Deli dolu olmakla, gözü kara olmakla, geveze, suskun, heyecanlı olmakla, şişman, zayıf vs olmakla alakalı değil bu söylediğim şeyler.. Zaten biliyorsun…
Al işte sana; seni, bende ve insanlarda mevcut kılan en önemli özelliklerinden bir kaçı…
…..
İçinden güzel şeyler gelir senin ve sen bunları basma kalıp, sıradan laflarla değil; en flû renginden, en ince danteline kadar içinden çıkartıp önüme sermeye çalışırsın; bir gelin çeyizi gibi…

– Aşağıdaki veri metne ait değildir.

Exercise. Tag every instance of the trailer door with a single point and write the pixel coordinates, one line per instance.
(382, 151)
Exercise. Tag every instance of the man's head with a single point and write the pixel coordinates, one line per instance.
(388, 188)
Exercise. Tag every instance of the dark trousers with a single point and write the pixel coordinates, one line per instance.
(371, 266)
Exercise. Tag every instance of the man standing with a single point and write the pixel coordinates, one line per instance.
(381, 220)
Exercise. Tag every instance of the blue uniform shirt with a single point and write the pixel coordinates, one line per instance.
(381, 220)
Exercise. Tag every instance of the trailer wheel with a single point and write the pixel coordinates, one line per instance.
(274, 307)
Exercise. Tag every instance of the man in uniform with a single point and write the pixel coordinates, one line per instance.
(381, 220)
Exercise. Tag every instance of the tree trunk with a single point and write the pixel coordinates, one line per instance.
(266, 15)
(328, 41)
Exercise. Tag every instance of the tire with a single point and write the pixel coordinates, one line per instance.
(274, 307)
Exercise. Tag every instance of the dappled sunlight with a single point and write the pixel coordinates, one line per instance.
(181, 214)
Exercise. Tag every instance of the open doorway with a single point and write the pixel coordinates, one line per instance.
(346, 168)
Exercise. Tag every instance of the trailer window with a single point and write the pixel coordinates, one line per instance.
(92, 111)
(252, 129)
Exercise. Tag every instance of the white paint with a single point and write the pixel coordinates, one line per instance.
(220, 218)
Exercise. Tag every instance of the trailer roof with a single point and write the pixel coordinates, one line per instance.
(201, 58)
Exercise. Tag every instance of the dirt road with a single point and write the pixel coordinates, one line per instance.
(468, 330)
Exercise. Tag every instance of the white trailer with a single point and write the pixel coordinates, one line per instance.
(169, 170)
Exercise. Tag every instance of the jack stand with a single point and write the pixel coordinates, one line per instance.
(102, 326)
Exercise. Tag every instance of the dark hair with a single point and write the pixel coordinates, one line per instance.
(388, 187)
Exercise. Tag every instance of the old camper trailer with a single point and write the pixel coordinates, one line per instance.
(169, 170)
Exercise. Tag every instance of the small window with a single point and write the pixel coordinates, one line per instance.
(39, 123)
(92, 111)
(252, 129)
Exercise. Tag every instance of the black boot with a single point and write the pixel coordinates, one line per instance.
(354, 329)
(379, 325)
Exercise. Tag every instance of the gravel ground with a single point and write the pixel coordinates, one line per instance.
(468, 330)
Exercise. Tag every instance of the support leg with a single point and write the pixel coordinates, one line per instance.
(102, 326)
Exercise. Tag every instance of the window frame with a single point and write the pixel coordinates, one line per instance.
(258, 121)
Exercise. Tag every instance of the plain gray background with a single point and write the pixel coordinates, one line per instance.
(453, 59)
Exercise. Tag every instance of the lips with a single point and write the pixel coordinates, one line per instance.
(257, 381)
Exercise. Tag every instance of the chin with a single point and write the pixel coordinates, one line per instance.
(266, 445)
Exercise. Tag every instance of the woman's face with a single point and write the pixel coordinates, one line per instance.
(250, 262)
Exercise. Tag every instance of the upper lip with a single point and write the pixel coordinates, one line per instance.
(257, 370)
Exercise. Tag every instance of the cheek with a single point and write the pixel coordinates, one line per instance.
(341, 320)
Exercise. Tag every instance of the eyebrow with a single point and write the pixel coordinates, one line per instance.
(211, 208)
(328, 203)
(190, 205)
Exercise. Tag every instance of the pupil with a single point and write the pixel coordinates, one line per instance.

Sen, farklısın ve hep farklıydın;
İçinden ipek iplikler çıkartan bir tırtıl gibi hep sardın beni cümlelerinle, hep sardın beni, hep sardın ve de hep sarmak istedin…
Her an ortaya dökülecekmiş gibi hazır tam bir kamyon lafı, titrete titrete kendi arkasında tutan o çirkin dudağını da, işte bunun için hep öpmek istedim belki; seni birazcık daha susturmak için!..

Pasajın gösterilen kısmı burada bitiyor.